Sperando che questa mia lettera non sia stata completamente inutile, saluti ed auguri,
Paolo Golinelli
Devo ora dire che passando di frequente lungo la via Mercadante, fiancheggiante il canale Diversivo, svolto verso Mirandola, in prossimità della chiesetta della Madonna della via di Mezzo, su un “moncone” della via Scarabella. Infatti la via Scarabella è ora divisa in due “monconi”, uno proveniente dall’incrocio con la via di Mezzo, diventato ormai un “passo” di accesso al fabbricato ancora abitato dai Galavotti, in quanto sono stati abbattuti gli edifici dei fondi agricoli le Prigioni e fondo Scarabella, notevolmente danneggiati dal tremendo terremoto del 2012. Mentre il “moncone”, risultante dall’innesto della via Mercadante, è di pertinenza all’accesso al fondo agricolo La Madonna. Quindi risulta completamente “devastato” quel nucleo abitato che dal ‘500 era definito nei documenti storici Borgo Furo, cioè Borgo di Fuori, che aveva come riferimento la chiesetta della Madonna delle Grazie e dei Miracoli o Madonna della via di Mezzo. Si è data pratica attuazione a quella che io avevo chiamato “La maledizione delle streghe”, frutto, detto con malignità, che “la maledizione delle streghe avesse totalmente offuscato l’intelletto degli ingegneri progettisti”, che hanno redatto i progetti della variante alla SS 12 e prima ancora dello scavo del canale Diversivo, troppo a ridosso dell’antica chiesa domenicana, tanto da renderla instabile, insicura e destinata al crollo[2].
FOTO: Immagine attuale dell’Oratorio della Madonne delle Grazie e dei Miracoli, in via Scarabella. L’edificio religioso è stato ricostruito nel 1929 dal Consorzio Interprovinciale della Bonifica di Burana, dopo il crollo della precedente chiesa.
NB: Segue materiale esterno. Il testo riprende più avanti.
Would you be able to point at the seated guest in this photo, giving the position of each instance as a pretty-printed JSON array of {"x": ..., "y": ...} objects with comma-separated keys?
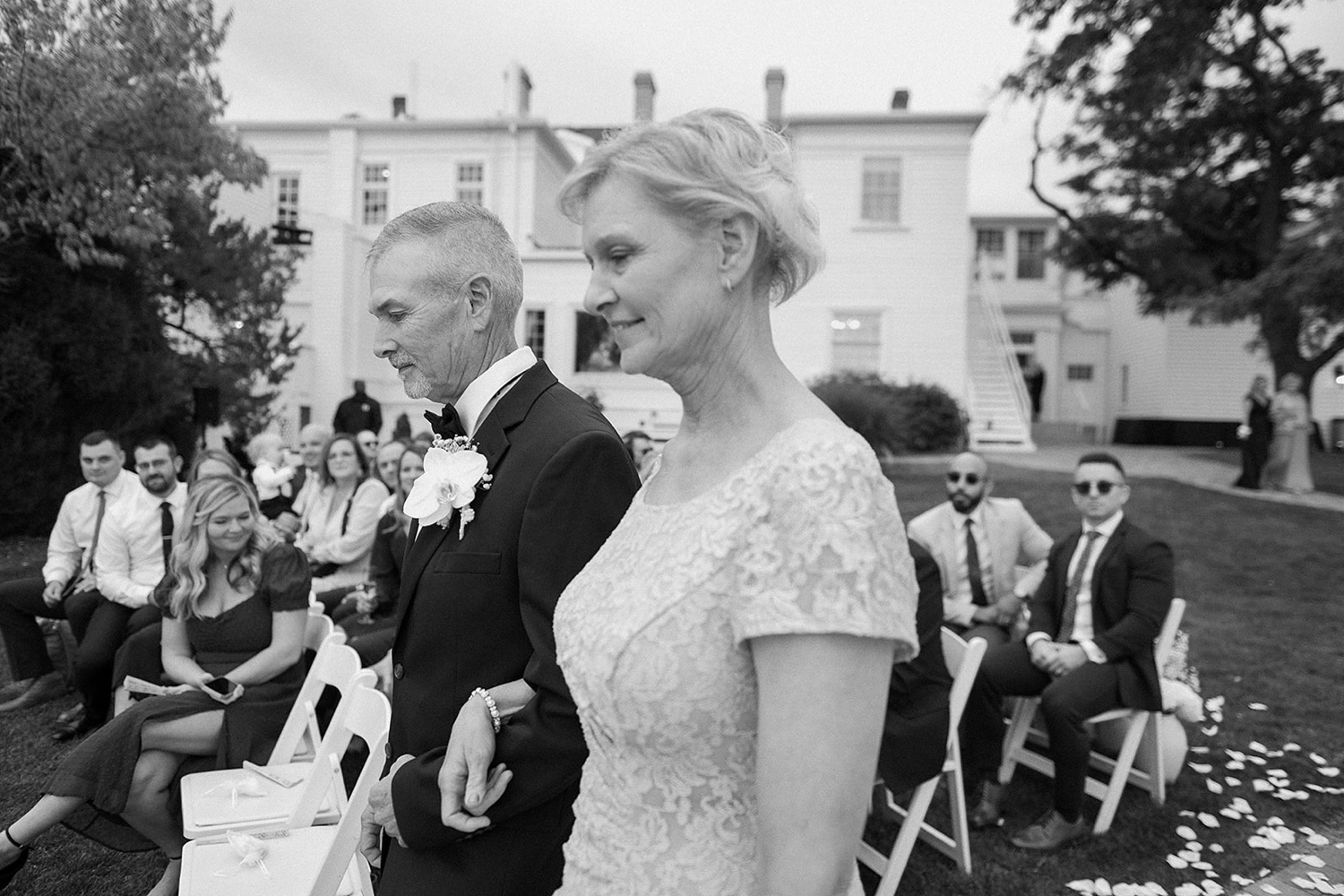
[
  {"x": 129, "y": 562},
  {"x": 340, "y": 519},
  {"x": 914, "y": 737},
  {"x": 67, "y": 573},
  {"x": 371, "y": 618},
  {"x": 273, "y": 478},
  {"x": 234, "y": 603},
  {"x": 978, "y": 541},
  {"x": 1089, "y": 649}
]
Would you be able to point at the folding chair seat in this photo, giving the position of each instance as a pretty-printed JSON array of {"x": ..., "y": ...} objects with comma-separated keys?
[
  {"x": 303, "y": 860},
  {"x": 1137, "y": 724},
  {"x": 962, "y": 661},
  {"x": 210, "y": 799}
]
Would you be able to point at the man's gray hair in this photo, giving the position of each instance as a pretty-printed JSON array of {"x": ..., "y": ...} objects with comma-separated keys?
[{"x": 470, "y": 241}]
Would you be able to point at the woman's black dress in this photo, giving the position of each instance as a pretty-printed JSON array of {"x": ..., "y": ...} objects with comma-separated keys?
[{"x": 99, "y": 769}]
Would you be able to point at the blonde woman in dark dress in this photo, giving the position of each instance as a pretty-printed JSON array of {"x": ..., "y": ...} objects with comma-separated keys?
[{"x": 234, "y": 606}]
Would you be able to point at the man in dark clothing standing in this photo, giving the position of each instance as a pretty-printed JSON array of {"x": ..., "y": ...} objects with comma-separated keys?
[{"x": 358, "y": 413}]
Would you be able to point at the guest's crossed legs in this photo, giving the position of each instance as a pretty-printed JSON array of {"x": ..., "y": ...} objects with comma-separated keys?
[{"x": 1064, "y": 702}]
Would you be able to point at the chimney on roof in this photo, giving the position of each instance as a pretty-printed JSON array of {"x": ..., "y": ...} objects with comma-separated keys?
[
  {"x": 774, "y": 97},
  {"x": 644, "y": 91}
]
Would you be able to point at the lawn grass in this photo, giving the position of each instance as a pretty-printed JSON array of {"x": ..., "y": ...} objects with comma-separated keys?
[{"x": 1265, "y": 584}]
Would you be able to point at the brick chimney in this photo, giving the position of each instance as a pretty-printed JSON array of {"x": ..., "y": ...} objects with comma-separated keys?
[
  {"x": 644, "y": 91},
  {"x": 774, "y": 97}
]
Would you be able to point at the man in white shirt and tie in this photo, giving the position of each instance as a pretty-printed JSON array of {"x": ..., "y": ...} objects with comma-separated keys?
[
  {"x": 1089, "y": 649},
  {"x": 978, "y": 541},
  {"x": 67, "y": 573},
  {"x": 131, "y": 559}
]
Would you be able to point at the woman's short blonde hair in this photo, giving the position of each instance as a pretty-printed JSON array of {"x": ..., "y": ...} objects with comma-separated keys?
[{"x": 710, "y": 166}]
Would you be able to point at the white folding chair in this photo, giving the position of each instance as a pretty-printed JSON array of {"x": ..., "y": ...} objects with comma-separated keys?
[
  {"x": 209, "y": 801},
  {"x": 1139, "y": 726},
  {"x": 301, "y": 860},
  {"x": 962, "y": 661}
]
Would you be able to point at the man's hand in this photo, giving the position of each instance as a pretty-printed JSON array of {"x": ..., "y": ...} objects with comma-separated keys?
[
  {"x": 51, "y": 592},
  {"x": 467, "y": 783},
  {"x": 1067, "y": 657},
  {"x": 379, "y": 814}
]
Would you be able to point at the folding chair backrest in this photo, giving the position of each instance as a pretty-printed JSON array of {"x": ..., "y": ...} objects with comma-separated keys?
[
  {"x": 370, "y": 716},
  {"x": 335, "y": 665},
  {"x": 1167, "y": 637},
  {"x": 962, "y": 661}
]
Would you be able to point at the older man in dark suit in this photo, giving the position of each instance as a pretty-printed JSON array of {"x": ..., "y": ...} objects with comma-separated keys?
[
  {"x": 1090, "y": 649},
  {"x": 475, "y": 670}
]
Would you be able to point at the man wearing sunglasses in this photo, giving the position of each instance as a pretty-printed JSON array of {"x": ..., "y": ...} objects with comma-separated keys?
[
  {"x": 1089, "y": 649},
  {"x": 978, "y": 541}
]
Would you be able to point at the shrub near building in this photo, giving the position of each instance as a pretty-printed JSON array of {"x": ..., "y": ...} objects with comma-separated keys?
[{"x": 917, "y": 418}]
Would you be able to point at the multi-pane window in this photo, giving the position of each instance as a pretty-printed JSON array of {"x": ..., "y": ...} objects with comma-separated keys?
[
  {"x": 470, "y": 183},
  {"x": 287, "y": 201},
  {"x": 534, "y": 332},
  {"x": 989, "y": 242},
  {"x": 857, "y": 341},
  {"x": 375, "y": 193},
  {"x": 882, "y": 190},
  {"x": 1031, "y": 254}
]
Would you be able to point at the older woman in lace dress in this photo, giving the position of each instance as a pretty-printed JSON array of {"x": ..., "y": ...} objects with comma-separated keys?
[{"x": 728, "y": 646}]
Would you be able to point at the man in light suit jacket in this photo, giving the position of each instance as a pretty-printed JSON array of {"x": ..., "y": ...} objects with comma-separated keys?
[
  {"x": 978, "y": 541},
  {"x": 475, "y": 654},
  {"x": 1089, "y": 649}
]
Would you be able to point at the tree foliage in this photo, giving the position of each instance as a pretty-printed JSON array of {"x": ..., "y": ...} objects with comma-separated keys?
[
  {"x": 1202, "y": 142},
  {"x": 121, "y": 288}
]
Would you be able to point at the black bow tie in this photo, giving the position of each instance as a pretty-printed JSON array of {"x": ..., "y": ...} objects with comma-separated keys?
[{"x": 446, "y": 426}]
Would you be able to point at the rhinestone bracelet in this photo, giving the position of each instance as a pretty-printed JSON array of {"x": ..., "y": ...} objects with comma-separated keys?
[{"x": 489, "y": 704}]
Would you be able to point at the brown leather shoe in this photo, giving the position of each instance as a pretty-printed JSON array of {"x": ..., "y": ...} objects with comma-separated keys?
[
  {"x": 1051, "y": 831},
  {"x": 48, "y": 686},
  {"x": 986, "y": 813}
]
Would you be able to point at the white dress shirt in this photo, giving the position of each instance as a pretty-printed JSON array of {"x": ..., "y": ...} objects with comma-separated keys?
[
  {"x": 67, "y": 548},
  {"x": 489, "y": 387},
  {"x": 1083, "y": 630},
  {"x": 131, "y": 556}
]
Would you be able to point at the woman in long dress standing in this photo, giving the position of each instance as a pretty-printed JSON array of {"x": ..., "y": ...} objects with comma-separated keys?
[
  {"x": 730, "y": 645},
  {"x": 1289, "y": 466},
  {"x": 234, "y": 602}
]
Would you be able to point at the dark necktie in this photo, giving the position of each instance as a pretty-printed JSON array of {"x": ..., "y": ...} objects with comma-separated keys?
[
  {"x": 1075, "y": 584},
  {"x": 166, "y": 530},
  {"x": 97, "y": 527},
  {"x": 978, "y": 583},
  {"x": 449, "y": 425}
]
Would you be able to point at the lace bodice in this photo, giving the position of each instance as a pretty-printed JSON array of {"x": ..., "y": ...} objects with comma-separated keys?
[{"x": 653, "y": 637}]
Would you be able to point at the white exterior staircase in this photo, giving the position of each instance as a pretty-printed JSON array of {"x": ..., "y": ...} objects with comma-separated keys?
[{"x": 997, "y": 403}]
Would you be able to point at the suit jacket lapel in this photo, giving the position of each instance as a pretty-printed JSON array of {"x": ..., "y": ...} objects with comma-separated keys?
[{"x": 492, "y": 441}]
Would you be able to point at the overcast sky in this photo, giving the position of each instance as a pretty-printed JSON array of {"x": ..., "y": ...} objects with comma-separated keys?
[{"x": 319, "y": 59}]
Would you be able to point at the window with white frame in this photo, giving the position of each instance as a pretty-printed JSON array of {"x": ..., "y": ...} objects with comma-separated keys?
[
  {"x": 534, "y": 331},
  {"x": 857, "y": 341},
  {"x": 470, "y": 183},
  {"x": 376, "y": 177},
  {"x": 287, "y": 199},
  {"x": 1031, "y": 254},
  {"x": 882, "y": 190}
]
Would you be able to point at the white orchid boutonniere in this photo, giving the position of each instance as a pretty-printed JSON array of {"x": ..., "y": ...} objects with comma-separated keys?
[{"x": 453, "y": 470}]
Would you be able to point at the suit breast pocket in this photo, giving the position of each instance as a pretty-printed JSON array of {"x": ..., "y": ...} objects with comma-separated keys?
[{"x": 467, "y": 562}]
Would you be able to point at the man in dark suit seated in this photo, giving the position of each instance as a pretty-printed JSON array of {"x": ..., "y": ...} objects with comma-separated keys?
[
  {"x": 914, "y": 737},
  {"x": 1089, "y": 649}
]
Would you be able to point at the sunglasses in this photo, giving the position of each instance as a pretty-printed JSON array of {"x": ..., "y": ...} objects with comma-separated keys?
[{"x": 1102, "y": 487}]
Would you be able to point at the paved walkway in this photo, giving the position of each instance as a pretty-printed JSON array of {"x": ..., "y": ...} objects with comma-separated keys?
[{"x": 1163, "y": 462}]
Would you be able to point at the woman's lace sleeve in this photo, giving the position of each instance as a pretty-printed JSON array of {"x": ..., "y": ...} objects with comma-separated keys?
[
  {"x": 287, "y": 578},
  {"x": 827, "y": 554}
]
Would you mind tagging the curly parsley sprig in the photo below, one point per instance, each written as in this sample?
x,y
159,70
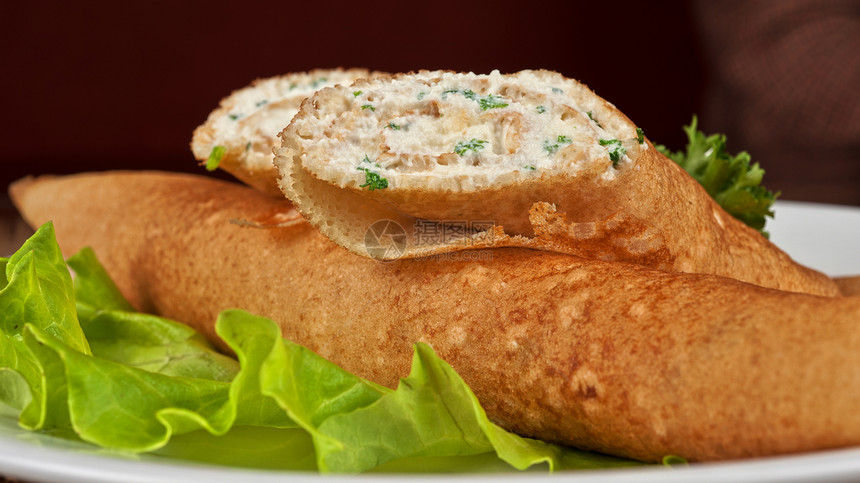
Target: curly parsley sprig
x,y
731,180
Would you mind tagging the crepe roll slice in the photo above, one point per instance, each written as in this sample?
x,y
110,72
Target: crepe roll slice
x,y
240,134
600,355
456,161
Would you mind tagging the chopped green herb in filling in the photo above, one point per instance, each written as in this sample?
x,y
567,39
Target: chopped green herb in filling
x,y
616,150
372,181
490,101
473,144
214,158
551,147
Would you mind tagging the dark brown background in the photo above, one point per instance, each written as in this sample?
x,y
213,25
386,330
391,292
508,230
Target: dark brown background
x,y
108,85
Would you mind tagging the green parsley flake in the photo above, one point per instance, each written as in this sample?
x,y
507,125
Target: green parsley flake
x,y
372,181
616,150
214,158
473,144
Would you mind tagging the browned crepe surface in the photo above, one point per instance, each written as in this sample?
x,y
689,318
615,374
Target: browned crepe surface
x,y
606,356
849,286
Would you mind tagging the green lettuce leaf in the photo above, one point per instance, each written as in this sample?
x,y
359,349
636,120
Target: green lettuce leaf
x,y
83,362
730,180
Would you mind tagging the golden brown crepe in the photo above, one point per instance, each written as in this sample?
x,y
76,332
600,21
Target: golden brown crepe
x,y
482,150
849,286
601,355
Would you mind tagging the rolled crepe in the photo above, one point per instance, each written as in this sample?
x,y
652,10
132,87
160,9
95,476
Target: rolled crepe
x,y
243,130
600,355
531,159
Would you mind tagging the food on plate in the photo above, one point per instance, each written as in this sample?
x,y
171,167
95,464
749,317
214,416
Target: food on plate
x,y
239,135
531,159
601,355
849,286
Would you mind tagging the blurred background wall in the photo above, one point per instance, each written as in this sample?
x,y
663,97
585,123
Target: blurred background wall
x,y
93,85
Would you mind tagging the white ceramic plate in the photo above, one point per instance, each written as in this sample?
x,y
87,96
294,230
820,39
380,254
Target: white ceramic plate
x,y
825,237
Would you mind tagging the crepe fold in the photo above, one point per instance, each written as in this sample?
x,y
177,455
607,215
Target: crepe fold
x,y
600,355
531,159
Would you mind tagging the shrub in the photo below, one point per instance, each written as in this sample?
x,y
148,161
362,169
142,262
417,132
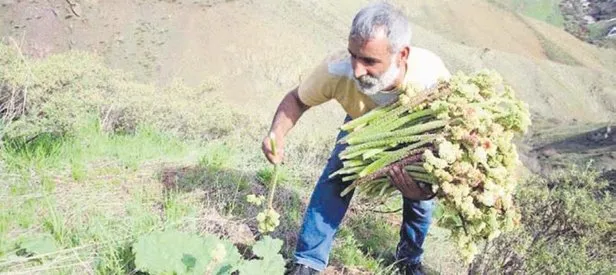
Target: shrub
x,y
567,228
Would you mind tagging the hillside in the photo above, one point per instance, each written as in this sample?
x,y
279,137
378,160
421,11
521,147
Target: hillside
x,y
205,76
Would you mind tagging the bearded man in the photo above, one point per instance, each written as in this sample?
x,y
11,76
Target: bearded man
x,y
379,61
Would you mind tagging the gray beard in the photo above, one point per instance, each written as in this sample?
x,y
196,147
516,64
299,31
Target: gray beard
x,y
370,85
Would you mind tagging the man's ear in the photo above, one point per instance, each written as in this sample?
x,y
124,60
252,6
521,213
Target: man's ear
x,y
404,54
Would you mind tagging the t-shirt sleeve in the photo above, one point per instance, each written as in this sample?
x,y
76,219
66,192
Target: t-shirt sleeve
x,y
318,88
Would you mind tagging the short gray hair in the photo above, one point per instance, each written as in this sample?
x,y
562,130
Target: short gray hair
x,y
382,17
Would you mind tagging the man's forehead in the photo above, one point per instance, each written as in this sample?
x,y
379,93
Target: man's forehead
x,y
374,47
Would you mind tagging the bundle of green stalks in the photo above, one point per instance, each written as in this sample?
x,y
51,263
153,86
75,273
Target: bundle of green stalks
x,y
455,139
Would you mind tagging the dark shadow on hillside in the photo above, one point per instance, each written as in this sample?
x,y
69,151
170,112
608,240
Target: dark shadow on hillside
x,y
225,192
598,145
600,138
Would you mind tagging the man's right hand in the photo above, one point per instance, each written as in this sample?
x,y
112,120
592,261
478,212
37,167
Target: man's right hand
x,y
268,152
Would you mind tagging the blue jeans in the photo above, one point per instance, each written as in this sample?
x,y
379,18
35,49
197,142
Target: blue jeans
x,y
326,210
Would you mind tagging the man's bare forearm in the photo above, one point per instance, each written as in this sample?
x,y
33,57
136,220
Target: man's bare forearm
x,y
288,113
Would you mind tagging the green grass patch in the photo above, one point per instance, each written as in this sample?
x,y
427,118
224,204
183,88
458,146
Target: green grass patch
x,y
545,10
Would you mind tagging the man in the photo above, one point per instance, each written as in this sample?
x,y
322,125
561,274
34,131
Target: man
x,y
379,60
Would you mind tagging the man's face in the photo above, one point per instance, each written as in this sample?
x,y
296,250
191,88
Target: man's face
x,y
374,67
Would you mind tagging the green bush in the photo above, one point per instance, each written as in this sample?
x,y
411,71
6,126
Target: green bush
x,y
567,228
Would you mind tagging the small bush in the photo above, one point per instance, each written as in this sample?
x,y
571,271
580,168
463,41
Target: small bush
x,y
567,228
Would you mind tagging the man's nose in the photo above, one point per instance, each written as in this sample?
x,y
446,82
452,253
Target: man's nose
x,y
358,69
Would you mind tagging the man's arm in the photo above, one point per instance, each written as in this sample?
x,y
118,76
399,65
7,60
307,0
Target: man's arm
x,y
288,113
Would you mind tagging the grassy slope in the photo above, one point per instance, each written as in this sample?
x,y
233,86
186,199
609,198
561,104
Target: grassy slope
x,y
85,193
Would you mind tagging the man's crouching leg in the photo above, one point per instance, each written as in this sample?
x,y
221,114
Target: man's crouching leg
x,y
323,215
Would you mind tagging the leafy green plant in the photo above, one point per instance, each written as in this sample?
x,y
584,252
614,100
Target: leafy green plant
x,y
269,262
174,252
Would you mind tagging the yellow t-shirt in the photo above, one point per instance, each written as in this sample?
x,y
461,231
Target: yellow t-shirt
x,y
333,79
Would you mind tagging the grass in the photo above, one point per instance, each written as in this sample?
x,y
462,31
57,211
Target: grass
x,y
548,11
80,197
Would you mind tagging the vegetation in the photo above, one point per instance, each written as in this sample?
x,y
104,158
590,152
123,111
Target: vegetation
x,y
456,140
568,224
96,168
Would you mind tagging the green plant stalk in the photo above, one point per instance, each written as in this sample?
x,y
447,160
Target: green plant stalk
x,y
418,129
368,117
392,157
390,125
353,163
345,171
274,181
382,118
387,142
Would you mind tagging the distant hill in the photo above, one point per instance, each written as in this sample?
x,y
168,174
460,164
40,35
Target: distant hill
x,y
258,50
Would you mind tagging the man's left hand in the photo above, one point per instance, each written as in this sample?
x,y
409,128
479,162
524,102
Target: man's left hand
x,y
409,188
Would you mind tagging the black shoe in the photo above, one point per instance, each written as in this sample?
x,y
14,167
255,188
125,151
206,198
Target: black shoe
x,y
300,269
412,269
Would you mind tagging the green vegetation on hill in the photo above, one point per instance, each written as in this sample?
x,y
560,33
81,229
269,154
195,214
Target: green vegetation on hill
x,y
545,10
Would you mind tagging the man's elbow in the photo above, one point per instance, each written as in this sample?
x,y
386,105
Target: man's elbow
x,y
294,94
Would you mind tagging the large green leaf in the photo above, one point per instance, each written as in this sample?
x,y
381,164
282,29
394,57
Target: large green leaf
x,y
271,262
174,252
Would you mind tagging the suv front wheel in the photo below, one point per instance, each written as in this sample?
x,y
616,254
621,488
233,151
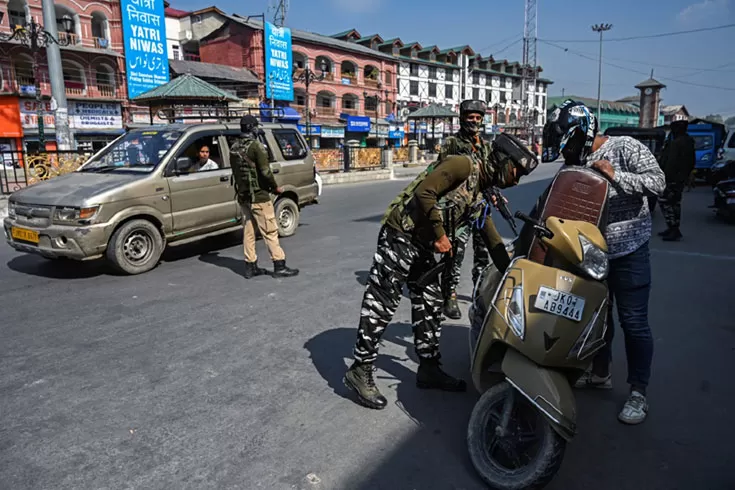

[1] Aveva poi fatto scalpore, ai miei genitori, che una componente della famiglia Galavotti, e mi riferisco alla seconda genita Norina, avesse a 21 anni, nell’estate del 1944, seguendo l’esempio di altre giovani, deciso di entrare nell’Opera Piccoli Apostoli, fondata da don Zeno Saltini. Per la figura di Norina rimando a Norina, Mamma a Nomadelfia. Autobiografia di una madre di 74 figli, Fondazione Nomadelfia, Quarta edizione 2002.
[2] Si veda Livio Bonfatti, C’è da salvare. “La chiesa della Madonna di via di Mezzo (Mirandola),”, in Q B Mo, 59, anno 2011, pp. 73-84.